I'm a lifelong Democrat and a career educator. So I'm predictably appalled by Wisconsin's Republican Gov. Scott Walker, who has cut spending for schools and has stripped teachers -- and most of the state's public workers -- of collective bargaining rights.
But I'm also appalled by the recall campaign against Walker by Wisconsin Democrats, who last week chose Milwaukee Mayor Tom Barrett to run against Walker in a June 5 special election -- a rematch of the 2010 contest.
The recall epitomizes the petty, loser-take-all vindictiveness of contemporary American politics. And if you don't agree, I've got two names for you: former California Gov. Gray Davis and U.S. Sen. Dianne Feinstein.
Remember Davis? In 2003, he became just the second governor to be recalled in U.S. history. A year earlier, voters had elected Davis to a second term. As budget and energy woes engulfed California, however, Republicans saw an opportunity to get rid of him.
To rally voters behind Davis, some Democrats correctly predicted that his recall would bring a far less qualified man into the governorship: actor Arnold Schwarzenegger. Other Democrats, including Feinstein, decried how the entire process made a mockery of democracy itself.
"This governor was elected just last November," Feinstein said in a TV advertisement. "Within three months, this recall effort began.
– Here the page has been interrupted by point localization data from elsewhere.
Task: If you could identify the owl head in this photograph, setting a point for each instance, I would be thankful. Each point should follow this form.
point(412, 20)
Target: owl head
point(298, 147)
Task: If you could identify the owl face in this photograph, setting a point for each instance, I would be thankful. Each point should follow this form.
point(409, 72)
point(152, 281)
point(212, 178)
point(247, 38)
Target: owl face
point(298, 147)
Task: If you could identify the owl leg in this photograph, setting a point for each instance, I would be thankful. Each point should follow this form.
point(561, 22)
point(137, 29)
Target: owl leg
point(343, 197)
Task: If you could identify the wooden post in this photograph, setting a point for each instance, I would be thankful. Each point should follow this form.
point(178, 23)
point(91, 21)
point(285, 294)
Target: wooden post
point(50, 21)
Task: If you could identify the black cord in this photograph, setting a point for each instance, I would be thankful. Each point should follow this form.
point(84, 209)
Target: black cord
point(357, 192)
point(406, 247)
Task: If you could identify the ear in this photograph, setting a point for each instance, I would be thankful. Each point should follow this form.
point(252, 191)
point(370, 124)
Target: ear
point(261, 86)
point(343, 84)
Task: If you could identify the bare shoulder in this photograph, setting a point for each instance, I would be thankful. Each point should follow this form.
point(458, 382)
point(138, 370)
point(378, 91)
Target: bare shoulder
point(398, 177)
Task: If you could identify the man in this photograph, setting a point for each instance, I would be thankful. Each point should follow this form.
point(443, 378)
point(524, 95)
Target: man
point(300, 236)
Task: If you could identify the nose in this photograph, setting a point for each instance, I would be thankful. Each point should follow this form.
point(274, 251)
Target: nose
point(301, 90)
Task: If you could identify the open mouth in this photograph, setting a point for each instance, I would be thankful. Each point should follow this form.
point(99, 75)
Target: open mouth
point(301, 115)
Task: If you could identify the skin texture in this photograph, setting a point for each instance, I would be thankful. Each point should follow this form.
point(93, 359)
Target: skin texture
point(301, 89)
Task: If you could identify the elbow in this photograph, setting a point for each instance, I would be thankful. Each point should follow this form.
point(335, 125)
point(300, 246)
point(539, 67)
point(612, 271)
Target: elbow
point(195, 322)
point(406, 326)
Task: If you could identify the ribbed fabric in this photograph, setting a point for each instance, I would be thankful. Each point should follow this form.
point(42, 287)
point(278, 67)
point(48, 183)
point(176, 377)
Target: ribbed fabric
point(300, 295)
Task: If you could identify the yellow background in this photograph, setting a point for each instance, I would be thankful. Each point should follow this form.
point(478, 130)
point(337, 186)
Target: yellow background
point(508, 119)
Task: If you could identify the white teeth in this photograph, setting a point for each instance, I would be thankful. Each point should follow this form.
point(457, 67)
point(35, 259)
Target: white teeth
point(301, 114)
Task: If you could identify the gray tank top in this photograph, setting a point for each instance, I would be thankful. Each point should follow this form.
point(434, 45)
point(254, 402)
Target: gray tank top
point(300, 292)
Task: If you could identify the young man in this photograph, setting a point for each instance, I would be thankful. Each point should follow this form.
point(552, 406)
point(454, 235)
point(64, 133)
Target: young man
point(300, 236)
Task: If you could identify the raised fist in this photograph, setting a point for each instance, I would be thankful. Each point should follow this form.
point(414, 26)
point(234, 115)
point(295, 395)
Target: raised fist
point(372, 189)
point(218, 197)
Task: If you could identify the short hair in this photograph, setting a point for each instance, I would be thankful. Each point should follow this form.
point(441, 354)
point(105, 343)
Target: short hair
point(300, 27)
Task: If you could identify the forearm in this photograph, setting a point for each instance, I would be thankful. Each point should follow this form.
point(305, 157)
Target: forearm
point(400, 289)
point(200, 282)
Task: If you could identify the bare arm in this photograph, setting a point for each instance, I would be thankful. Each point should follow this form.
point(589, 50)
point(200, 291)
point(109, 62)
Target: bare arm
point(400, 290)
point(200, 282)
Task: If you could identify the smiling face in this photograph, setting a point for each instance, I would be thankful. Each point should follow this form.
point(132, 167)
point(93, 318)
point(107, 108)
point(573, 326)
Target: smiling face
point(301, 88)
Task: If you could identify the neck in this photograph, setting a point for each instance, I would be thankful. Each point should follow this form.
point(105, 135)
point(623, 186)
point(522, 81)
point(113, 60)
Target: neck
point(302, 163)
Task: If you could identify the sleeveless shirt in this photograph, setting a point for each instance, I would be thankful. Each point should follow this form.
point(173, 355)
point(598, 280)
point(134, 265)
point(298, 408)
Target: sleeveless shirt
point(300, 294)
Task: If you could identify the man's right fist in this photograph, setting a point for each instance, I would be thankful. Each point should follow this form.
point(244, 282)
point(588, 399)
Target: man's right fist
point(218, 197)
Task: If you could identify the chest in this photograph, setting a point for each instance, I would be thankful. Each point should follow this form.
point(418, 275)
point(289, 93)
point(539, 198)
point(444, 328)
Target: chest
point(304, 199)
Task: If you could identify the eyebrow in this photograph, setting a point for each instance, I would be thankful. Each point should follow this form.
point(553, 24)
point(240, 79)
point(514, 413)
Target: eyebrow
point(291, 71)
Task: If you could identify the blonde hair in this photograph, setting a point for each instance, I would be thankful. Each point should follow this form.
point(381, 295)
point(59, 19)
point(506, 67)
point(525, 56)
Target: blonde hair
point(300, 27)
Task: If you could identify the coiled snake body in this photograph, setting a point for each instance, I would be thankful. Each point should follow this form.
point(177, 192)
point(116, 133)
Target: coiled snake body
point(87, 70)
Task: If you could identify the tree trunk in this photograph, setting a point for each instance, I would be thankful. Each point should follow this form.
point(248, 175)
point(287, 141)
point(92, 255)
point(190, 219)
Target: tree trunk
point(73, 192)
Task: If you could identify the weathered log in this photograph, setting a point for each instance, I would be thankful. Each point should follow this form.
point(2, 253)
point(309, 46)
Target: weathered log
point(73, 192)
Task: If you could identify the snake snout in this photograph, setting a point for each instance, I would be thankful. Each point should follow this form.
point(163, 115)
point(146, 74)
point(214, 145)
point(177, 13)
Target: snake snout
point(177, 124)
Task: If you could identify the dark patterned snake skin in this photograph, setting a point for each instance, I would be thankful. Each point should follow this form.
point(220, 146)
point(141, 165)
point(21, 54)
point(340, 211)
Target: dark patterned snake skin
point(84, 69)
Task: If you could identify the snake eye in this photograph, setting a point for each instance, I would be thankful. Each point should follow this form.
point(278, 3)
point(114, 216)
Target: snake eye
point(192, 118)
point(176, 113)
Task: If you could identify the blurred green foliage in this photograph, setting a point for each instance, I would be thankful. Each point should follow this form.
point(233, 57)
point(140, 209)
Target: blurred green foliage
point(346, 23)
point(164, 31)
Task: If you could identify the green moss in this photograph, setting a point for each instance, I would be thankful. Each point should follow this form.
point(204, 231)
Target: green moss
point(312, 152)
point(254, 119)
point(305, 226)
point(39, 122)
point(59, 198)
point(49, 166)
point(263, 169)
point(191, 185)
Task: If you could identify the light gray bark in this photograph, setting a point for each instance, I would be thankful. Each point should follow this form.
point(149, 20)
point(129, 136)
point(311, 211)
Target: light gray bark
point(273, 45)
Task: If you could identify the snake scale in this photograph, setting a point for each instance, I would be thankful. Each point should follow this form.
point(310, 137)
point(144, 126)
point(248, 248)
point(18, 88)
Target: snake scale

It was started by people who were unhappy with the results of a legitimate election, in which 8 million Californians voted."
Feinstein herself had been the target of a recall campaign in 1983, when she was mayor of San Francisco, because of her support for a strict handgun control measure.
If voters tried to remove everyone they disagreed with, she responded successfully, no public official could effectively serve anyone. As she argued in the ballot pamphlet for the 1983 recall election: "Orderly government cannot prevail on the shifting sands of a recall brought, not because of any corruption or incompetence, but because of a difference of opinion on an issue."